Huawei can probably have a few laughs in the next few days, seeing how its rivals are trying to catch up with it this time. Samsung has just revealed its first smartphone with three cameras on its back but LG is about to do one better. The V40 ThinQ is already confirmed, by LG itself, to have three cameras rear side. It will also have two cameras on the front, and all of them will determine how close you want to get or how much of the background you want to capture.

Putting bokeh use cases aside, digital cameras are able to get away with having only one image sensor because they aren't constrained by space. They can have or use different lenses with different zoom levels of fields of vision. Smartphones, in contrast, have to make do with having one camera with one lens for each of those. Unless they adopt a lens system like olloclip's.

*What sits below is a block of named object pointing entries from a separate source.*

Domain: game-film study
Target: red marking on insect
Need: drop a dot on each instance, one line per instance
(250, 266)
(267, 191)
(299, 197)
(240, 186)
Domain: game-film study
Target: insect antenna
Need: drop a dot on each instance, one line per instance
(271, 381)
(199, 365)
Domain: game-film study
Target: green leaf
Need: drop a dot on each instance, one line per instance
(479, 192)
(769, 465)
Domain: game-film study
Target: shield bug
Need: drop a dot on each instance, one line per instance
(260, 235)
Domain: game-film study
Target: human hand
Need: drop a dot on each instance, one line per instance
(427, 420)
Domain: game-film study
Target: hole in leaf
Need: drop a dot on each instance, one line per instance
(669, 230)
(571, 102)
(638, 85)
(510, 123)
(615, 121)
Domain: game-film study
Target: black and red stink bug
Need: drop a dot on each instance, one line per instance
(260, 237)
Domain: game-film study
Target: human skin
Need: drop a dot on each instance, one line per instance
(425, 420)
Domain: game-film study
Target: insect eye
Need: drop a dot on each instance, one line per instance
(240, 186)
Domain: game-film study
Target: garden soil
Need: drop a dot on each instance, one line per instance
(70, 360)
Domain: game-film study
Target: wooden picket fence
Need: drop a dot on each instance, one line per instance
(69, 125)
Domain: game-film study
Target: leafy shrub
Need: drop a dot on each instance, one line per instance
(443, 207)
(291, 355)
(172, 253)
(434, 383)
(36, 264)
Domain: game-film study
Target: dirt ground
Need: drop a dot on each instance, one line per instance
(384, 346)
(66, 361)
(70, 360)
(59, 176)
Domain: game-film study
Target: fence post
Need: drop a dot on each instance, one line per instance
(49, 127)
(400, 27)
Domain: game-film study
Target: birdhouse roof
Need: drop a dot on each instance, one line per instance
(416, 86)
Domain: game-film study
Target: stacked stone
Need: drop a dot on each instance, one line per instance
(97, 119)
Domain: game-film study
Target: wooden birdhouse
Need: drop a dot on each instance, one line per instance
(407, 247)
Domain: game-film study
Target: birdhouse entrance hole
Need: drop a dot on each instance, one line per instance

So that's pretty much the real advantage of having more than one camera on a smartphone. While some use a second sensor simply for depth data and added pixel information, others put each camera to a specific zoom or angle. According to prolific leakster Evan Blass, that's exactly the case with the LG V40 ThinQ.

The camera nearest to the LED flash will be the standard one with balanced zoom and FOV. Next to it will be the super wide-angle lense to capture even more of the scene. At the opposite end is the telephoto zoom to focus on a specific detail. The two front cameras consist of a standard and (non-super) wide-angle lenses. No need to zoom in on a zit, after all.

This is definitely a step up on both sides for a LG flagship. But will it be enough to put the V40 ThinQ on the map? LG's smartphone cameras have mostly been rated as "good", but very few have become quite notable in that aspect.